One book, called Space Odyssey: An Anthology of Great Science Fiction Stories, he had a newspaper clipping about Kurt Vonnegut and a notecard marking Vonnegut’s story, Harrison Bergeron. The notecard was a rare one because it was prominently displayed so he could see it without opening the book. The story is about a dystopian future where the world is entirely obsessed with Equity or the Equality of Outcomes. In this world exceptional people are handicapped by the government so they do not stand out from the crowd. Beautiful people are made to wear masks. skinny dancers are weighed down with lead weights so that fat people can keep up with them, etc. This was my grandfather’s nightmare! He was terrified that progressive policy makers were deliberately handicapping entrepreneurs and over-achievers in order to make the world more “equal”. His central mythos was of a self-made man who could rise up from poverty by his own keen intellect and hard work. His own father (my great-grandfather) had done just that.
I didn’t necessarily learn anything new about Grandpa reading through this, but I could see him in my mind, reading this book, and getting excited that someone had put into words this feeling he had in his own heart!

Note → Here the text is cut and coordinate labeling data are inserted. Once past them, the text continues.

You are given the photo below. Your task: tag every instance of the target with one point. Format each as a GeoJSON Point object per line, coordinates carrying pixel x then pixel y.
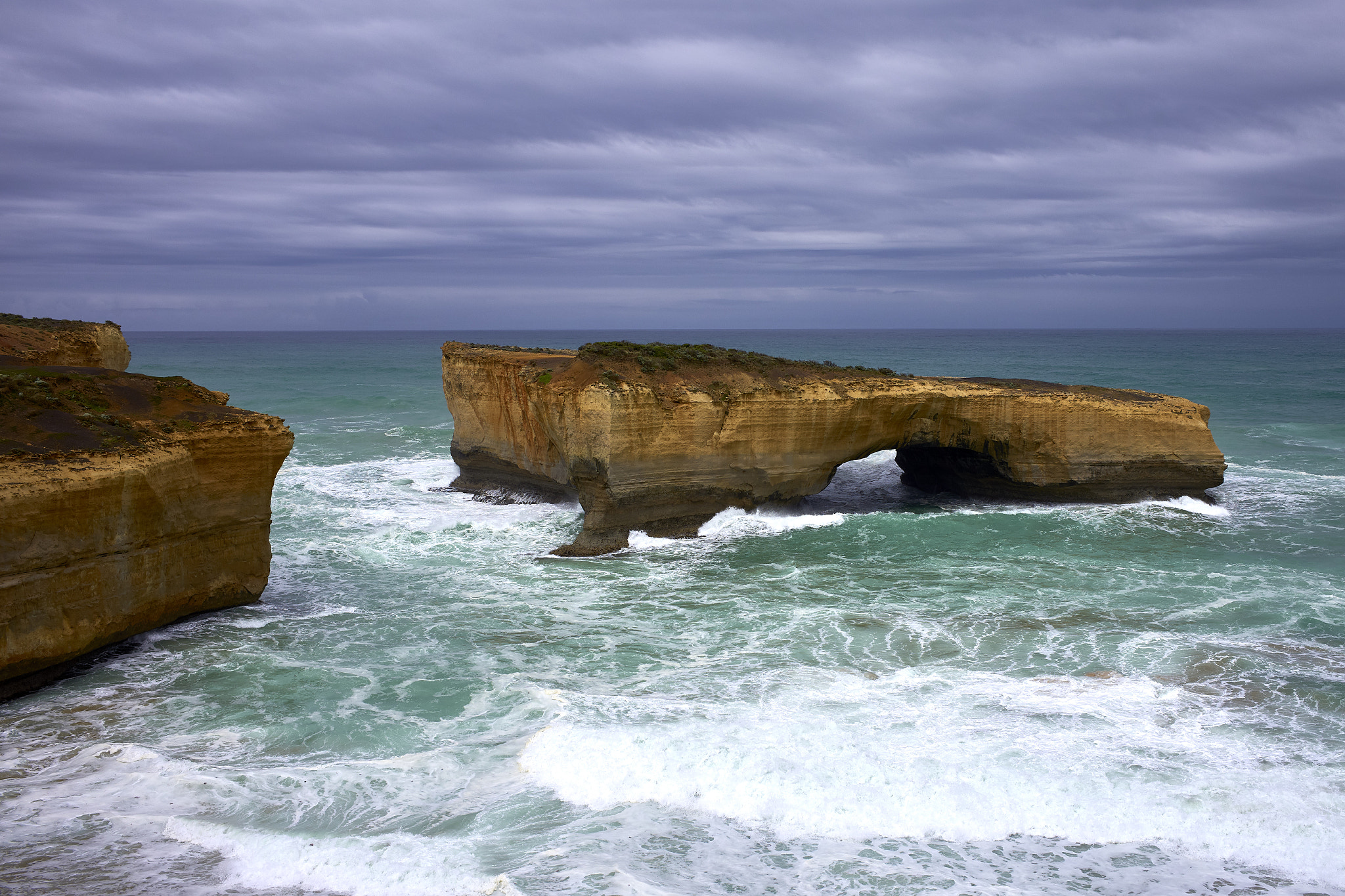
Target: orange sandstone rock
{"type": "Point", "coordinates": [661, 438]}
{"type": "Point", "coordinates": [43, 340]}
{"type": "Point", "coordinates": [127, 503]}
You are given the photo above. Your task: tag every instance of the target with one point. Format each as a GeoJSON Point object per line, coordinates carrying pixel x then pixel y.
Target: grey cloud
{"type": "Point", "coordinates": [418, 151]}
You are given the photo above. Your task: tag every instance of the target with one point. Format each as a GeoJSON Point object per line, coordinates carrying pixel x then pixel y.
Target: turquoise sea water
{"type": "Point", "coordinates": [881, 692]}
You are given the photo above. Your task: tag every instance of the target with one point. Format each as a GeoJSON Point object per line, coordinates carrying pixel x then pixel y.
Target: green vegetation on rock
{"type": "Point", "coordinates": [655, 356]}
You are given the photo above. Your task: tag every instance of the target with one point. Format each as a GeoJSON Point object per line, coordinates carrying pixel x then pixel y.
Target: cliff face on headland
{"type": "Point", "coordinates": [42, 340]}
{"type": "Point", "coordinates": [661, 438]}
{"type": "Point", "coordinates": [127, 503]}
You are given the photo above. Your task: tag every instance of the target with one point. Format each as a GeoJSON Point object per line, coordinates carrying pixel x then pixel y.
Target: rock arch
{"type": "Point", "coordinates": [662, 450]}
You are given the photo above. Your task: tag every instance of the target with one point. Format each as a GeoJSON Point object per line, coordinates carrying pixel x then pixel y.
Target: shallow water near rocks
{"type": "Point", "coordinates": [877, 692]}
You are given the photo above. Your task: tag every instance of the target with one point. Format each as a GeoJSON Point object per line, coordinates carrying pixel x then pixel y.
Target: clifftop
{"type": "Point", "coordinates": [46, 340]}
{"type": "Point", "coordinates": [662, 437]}
{"type": "Point", "coordinates": [49, 409]}
{"type": "Point", "coordinates": [722, 372]}
{"type": "Point", "coordinates": [127, 501]}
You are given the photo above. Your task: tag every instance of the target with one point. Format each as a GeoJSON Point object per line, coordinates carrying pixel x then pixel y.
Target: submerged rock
{"type": "Point", "coordinates": [662, 437]}
{"type": "Point", "coordinates": [127, 503]}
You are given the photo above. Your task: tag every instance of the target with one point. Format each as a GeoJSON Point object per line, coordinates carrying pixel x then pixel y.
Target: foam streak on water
{"type": "Point", "coordinates": [873, 692]}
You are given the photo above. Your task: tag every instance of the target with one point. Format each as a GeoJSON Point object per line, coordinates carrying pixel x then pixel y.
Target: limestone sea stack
{"type": "Point", "coordinates": [43, 340]}
{"type": "Point", "coordinates": [659, 438]}
{"type": "Point", "coordinates": [127, 503]}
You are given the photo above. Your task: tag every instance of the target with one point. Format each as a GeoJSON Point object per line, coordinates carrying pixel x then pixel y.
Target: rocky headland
{"type": "Point", "coordinates": [43, 340]}
{"type": "Point", "coordinates": [127, 503]}
{"type": "Point", "coordinates": [659, 438]}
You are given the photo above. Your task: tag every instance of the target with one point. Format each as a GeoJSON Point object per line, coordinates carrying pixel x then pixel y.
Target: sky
{"type": "Point", "coordinates": [441, 164]}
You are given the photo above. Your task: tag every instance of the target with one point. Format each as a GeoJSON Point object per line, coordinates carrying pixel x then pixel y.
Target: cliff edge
{"type": "Point", "coordinates": [662, 437]}
{"type": "Point", "coordinates": [43, 340]}
{"type": "Point", "coordinates": [127, 503]}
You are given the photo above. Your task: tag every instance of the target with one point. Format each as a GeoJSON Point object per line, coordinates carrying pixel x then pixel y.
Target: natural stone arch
{"type": "Point", "coordinates": [665, 450]}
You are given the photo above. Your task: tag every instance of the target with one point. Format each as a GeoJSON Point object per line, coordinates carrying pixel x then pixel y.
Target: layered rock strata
{"type": "Point", "coordinates": [43, 340]}
{"type": "Point", "coordinates": [659, 438]}
{"type": "Point", "coordinates": [127, 503]}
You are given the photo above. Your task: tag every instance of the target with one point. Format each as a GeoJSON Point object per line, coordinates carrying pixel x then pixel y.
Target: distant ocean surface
{"type": "Point", "coordinates": [881, 692]}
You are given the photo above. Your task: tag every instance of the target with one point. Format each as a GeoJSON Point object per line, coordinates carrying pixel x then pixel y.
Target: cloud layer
{"type": "Point", "coordinates": [440, 163]}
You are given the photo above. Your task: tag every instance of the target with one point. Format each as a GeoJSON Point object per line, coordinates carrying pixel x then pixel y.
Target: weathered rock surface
{"type": "Point", "coordinates": [43, 340]}
{"type": "Point", "coordinates": [661, 438]}
{"type": "Point", "coordinates": [127, 503]}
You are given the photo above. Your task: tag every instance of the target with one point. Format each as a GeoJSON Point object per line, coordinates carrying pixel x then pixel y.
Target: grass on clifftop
{"type": "Point", "coordinates": [663, 356]}
{"type": "Point", "coordinates": [45, 323]}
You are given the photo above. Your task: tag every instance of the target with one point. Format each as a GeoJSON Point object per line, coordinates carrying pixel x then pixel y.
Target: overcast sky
{"type": "Point", "coordinates": [405, 164]}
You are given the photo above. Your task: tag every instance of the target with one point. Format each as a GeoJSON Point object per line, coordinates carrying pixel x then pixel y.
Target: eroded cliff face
{"type": "Point", "coordinates": [127, 503]}
{"type": "Point", "coordinates": [662, 444]}
{"type": "Point", "coordinates": [43, 340]}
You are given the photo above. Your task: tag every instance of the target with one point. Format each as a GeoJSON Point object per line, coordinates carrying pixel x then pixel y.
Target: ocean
{"type": "Point", "coordinates": [877, 692]}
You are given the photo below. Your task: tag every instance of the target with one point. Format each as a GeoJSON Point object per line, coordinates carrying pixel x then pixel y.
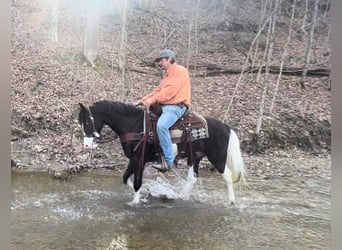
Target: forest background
{"type": "Point", "coordinates": [262, 67]}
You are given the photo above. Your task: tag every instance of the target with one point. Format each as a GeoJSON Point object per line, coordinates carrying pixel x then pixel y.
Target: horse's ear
{"type": "Point", "coordinates": [82, 106]}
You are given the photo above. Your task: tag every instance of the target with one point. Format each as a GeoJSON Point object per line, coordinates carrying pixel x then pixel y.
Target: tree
{"type": "Point", "coordinates": [308, 46]}
{"type": "Point", "coordinates": [91, 33]}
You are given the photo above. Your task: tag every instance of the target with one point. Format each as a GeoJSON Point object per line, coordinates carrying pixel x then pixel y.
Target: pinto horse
{"type": "Point", "coordinates": [222, 147]}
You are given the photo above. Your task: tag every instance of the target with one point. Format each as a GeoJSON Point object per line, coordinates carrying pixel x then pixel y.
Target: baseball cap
{"type": "Point", "coordinates": [165, 54]}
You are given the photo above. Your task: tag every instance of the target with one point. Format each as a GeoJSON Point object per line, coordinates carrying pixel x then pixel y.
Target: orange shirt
{"type": "Point", "coordinates": [174, 88]}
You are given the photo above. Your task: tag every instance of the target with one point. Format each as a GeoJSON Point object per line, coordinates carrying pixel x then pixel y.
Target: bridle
{"type": "Point", "coordinates": [97, 135]}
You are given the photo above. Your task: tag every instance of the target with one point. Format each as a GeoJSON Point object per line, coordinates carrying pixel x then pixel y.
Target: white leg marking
{"type": "Point", "coordinates": [227, 175]}
{"type": "Point", "coordinates": [191, 180]}
{"type": "Point", "coordinates": [136, 198]}
{"type": "Point", "coordinates": [174, 149]}
{"type": "Point", "coordinates": [130, 183]}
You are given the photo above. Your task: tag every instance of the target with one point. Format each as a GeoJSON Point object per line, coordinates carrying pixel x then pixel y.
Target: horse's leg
{"type": "Point", "coordinates": [227, 175]}
{"type": "Point", "coordinates": [191, 178]}
{"type": "Point", "coordinates": [138, 174]}
{"type": "Point", "coordinates": [127, 174]}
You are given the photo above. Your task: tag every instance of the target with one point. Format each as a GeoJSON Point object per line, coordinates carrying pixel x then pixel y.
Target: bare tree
{"type": "Point", "coordinates": [308, 46]}
{"type": "Point", "coordinates": [122, 51]}
{"type": "Point", "coordinates": [305, 17]}
{"type": "Point", "coordinates": [54, 13]}
{"type": "Point", "coordinates": [245, 66]}
{"type": "Point", "coordinates": [268, 64]}
{"type": "Point", "coordinates": [91, 33]}
{"type": "Point", "coordinates": [284, 55]}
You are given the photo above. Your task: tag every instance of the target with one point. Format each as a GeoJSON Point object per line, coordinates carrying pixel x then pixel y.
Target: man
{"type": "Point", "coordinates": [173, 94]}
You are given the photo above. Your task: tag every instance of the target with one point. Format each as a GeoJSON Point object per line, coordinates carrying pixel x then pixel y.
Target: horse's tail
{"type": "Point", "coordinates": [234, 159]}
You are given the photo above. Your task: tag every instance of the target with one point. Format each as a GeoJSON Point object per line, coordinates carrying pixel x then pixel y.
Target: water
{"type": "Point", "coordinates": [90, 212]}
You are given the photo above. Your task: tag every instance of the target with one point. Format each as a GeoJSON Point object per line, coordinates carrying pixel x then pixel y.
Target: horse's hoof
{"type": "Point", "coordinates": [132, 204]}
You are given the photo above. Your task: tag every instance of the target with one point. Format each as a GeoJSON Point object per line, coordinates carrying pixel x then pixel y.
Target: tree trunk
{"type": "Point", "coordinates": [269, 62]}
{"type": "Point", "coordinates": [308, 46]}
{"type": "Point", "coordinates": [283, 56]}
{"type": "Point", "coordinates": [122, 51]}
{"type": "Point", "coordinates": [91, 33]}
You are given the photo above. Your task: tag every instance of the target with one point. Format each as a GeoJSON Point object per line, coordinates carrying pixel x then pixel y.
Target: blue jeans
{"type": "Point", "coordinates": [170, 114]}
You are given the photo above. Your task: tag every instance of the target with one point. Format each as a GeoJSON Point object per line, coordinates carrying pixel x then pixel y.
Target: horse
{"type": "Point", "coordinates": [221, 147]}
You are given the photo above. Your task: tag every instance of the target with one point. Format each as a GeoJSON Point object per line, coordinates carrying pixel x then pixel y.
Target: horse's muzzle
{"type": "Point", "coordinates": [88, 142]}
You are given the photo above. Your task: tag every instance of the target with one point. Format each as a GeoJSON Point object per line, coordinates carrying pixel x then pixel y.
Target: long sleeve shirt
{"type": "Point", "coordinates": [174, 88]}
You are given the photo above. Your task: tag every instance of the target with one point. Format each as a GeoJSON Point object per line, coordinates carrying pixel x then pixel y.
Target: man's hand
{"type": "Point", "coordinates": [144, 103]}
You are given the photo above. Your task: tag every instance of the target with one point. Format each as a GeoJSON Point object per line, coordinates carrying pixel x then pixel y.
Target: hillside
{"type": "Point", "coordinates": [51, 76]}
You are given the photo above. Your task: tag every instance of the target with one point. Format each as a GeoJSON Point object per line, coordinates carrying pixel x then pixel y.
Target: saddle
{"type": "Point", "coordinates": [190, 127]}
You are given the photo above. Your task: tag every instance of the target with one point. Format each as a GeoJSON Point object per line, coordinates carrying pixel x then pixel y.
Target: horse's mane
{"type": "Point", "coordinates": [106, 106]}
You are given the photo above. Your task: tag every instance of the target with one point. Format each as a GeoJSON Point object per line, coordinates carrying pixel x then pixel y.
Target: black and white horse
{"type": "Point", "coordinates": [222, 147]}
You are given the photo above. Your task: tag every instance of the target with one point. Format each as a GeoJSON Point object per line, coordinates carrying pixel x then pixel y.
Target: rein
{"type": "Point", "coordinates": [93, 123]}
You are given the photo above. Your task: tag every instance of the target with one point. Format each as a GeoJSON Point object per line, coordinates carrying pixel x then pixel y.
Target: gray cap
{"type": "Point", "coordinates": [165, 54]}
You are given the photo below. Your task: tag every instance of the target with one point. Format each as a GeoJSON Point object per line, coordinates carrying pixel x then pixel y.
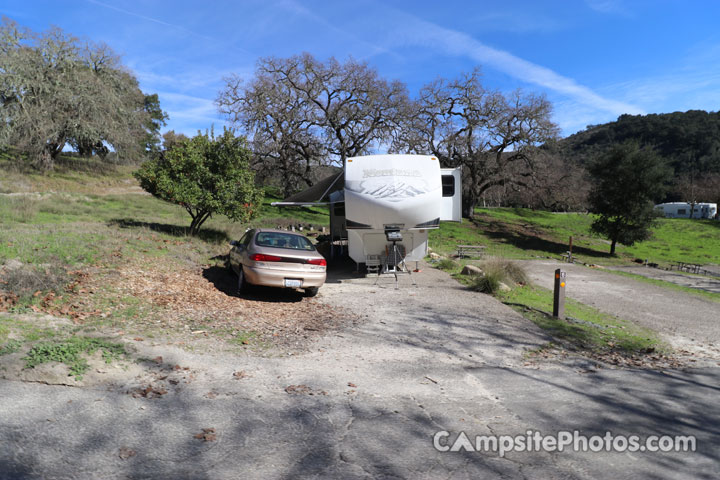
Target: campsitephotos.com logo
{"type": "Point", "coordinates": [535, 441]}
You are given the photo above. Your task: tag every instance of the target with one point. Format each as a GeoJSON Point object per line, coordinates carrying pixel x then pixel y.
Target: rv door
{"type": "Point", "coordinates": [451, 209]}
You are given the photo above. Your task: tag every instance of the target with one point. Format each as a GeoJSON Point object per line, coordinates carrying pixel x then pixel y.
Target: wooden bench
{"type": "Point", "coordinates": [470, 250]}
{"type": "Point", "coordinates": [568, 257]}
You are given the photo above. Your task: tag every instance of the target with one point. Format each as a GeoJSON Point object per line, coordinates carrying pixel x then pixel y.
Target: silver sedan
{"type": "Point", "coordinates": [277, 258]}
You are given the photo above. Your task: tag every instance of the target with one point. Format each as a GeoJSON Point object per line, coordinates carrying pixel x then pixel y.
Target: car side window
{"type": "Point", "coordinates": [245, 240]}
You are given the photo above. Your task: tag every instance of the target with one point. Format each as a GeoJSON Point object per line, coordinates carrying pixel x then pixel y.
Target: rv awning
{"type": "Point", "coordinates": [318, 194]}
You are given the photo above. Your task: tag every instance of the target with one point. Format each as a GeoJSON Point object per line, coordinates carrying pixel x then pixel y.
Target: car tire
{"type": "Point", "coordinates": [242, 286]}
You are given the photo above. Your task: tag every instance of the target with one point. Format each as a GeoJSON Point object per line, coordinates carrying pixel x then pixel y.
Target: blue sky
{"type": "Point", "coordinates": [594, 59]}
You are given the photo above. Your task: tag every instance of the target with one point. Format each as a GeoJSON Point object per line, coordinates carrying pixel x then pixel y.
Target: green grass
{"type": "Point", "coordinates": [11, 346]}
{"type": "Point", "coordinates": [72, 352]}
{"type": "Point", "coordinates": [586, 328]}
{"type": "Point", "coordinates": [13, 329]}
{"type": "Point", "coordinates": [523, 233]}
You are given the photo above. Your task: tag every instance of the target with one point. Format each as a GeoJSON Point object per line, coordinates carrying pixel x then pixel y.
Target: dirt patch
{"type": "Point", "coordinates": [202, 298]}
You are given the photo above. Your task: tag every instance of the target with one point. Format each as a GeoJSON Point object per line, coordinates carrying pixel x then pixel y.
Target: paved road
{"type": "Point", "coordinates": [418, 361]}
{"type": "Point", "coordinates": [709, 284]}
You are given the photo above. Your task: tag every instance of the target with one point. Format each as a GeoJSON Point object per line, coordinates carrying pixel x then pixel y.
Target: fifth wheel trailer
{"type": "Point", "coordinates": [377, 194]}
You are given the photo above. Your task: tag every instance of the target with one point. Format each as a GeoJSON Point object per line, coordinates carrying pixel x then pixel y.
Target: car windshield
{"type": "Point", "coordinates": [283, 240]}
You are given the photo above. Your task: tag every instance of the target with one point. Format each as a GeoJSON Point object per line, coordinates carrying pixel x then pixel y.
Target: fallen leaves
{"type": "Point", "coordinates": [148, 392]}
{"type": "Point", "coordinates": [303, 390]}
{"type": "Point", "coordinates": [207, 435]}
{"type": "Point", "coordinates": [124, 453]}
{"type": "Point", "coordinates": [192, 297]}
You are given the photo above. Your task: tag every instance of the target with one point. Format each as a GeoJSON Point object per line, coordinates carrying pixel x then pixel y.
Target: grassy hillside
{"type": "Point", "coordinates": [523, 233]}
{"type": "Point", "coordinates": [93, 247]}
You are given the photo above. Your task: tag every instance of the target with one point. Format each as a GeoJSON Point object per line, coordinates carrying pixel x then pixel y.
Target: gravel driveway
{"type": "Point", "coordinates": [364, 402]}
{"type": "Point", "coordinates": [686, 321]}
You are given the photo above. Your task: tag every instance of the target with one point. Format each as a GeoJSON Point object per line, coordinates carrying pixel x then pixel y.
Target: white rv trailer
{"type": "Point", "coordinates": [684, 210]}
{"type": "Point", "coordinates": [409, 194]}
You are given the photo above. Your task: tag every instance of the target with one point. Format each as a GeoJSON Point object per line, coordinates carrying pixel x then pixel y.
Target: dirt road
{"type": "Point", "coordinates": [364, 401]}
{"type": "Point", "coordinates": [686, 321]}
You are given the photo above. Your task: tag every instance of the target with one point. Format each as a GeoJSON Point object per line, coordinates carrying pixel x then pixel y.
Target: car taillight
{"type": "Point", "coordinates": [259, 257]}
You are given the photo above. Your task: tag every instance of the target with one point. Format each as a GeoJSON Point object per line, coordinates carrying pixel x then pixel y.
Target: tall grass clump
{"type": "Point", "coordinates": [447, 264]}
{"type": "Point", "coordinates": [19, 208]}
{"type": "Point", "coordinates": [498, 271]}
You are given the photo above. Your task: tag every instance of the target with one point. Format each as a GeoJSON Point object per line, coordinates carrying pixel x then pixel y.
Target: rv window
{"type": "Point", "coordinates": [448, 182]}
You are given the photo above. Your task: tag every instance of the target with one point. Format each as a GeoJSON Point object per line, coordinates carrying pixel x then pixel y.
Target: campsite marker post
{"type": "Point", "coordinates": [559, 295]}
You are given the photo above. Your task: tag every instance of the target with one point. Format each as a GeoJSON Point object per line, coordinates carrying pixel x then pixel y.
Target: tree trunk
{"type": "Point", "coordinates": [44, 161]}
{"type": "Point", "coordinates": [468, 206]}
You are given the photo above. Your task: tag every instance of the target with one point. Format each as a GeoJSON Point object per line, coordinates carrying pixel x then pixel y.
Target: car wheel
{"type": "Point", "coordinates": [242, 282]}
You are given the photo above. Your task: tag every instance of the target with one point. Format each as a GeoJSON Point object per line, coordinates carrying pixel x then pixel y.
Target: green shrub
{"type": "Point", "coordinates": [488, 283]}
{"type": "Point", "coordinates": [25, 280]}
{"type": "Point", "coordinates": [447, 264]}
{"type": "Point", "coordinates": [497, 271]}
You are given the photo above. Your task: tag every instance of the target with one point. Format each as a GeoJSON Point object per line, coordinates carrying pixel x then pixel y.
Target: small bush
{"type": "Point", "coordinates": [20, 208]}
{"type": "Point", "coordinates": [497, 271]}
{"type": "Point", "coordinates": [447, 264]}
{"type": "Point", "coordinates": [488, 283]}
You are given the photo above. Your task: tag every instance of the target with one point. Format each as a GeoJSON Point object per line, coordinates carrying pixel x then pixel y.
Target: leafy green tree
{"type": "Point", "coordinates": [206, 175]}
{"type": "Point", "coordinates": [626, 181]}
{"type": "Point", "coordinates": [56, 90]}
{"type": "Point", "coordinates": [494, 137]}
{"type": "Point", "coordinates": [156, 119]}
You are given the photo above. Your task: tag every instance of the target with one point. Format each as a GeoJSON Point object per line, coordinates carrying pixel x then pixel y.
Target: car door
{"type": "Point", "coordinates": [239, 250]}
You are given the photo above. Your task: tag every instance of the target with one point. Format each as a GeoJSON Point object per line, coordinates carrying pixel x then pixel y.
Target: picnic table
{"type": "Point", "coordinates": [470, 250]}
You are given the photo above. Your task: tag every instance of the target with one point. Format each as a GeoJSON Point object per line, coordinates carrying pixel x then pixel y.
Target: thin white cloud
{"type": "Point", "coordinates": [295, 7]}
{"type": "Point", "coordinates": [608, 6]}
{"type": "Point", "coordinates": [418, 32]}
{"type": "Point", "coordinates": [189, 113]}
{"type": "Point", "coordinates": [150, 19]}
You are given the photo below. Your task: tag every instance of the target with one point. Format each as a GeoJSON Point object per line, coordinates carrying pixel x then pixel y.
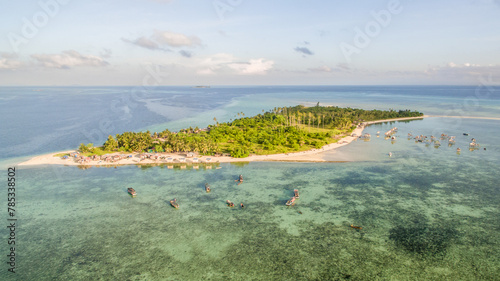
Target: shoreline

Another fun example I found was a book where Grandpa left a entire one-page hand written note about this book Human Destiny, by Lecomte du Nouy. His note tells this hilarious story about how he was required to participate in a seminar during his final year of engineering school. The seminar was taught by the dean of students who was an avid reader. The seminar required the students to read a book and provide an analysis of the book. The list of books were from the dean’s private collection of books that influenced him personally. My grandfather specifically chose Human Destiny because the dean mentioned how much he admired it. Upon reading it my grandfather drafted a scathing review of the book, pointing out that the author does nothing to back up any of his outlandish arguments about the future of humanity. Taking a giant dump on the dean of students because he vehemently disagreed with not only the premise of the book but the scholarship of it is classic Grandpa! Grandpa held his opinions very firmly and was not afraid to engage in debate. Fast forward 56 years, Grandpa found a copy of this book in a used bookstore, recognized it and decided to give it another read to see if his mind changed at all. In reading the book for a second time he concluded “I would not have changed a word in my original report on the book”.
I miss my grandfather almost everyday. My own work-from-home office is filled with books from his/our library. I was named after him in a sense. Grandfather was the fourth male in a row named Edward. He kept the name alive by making it my father’s middle name, then my dad did the same for me, and I did the same for my son. I feel so blessed that I get to discover a little bit of grandpa as I go through his old notes, and I’ve started collecting my own notes on the books I love for my kids and maybe grandkids some day.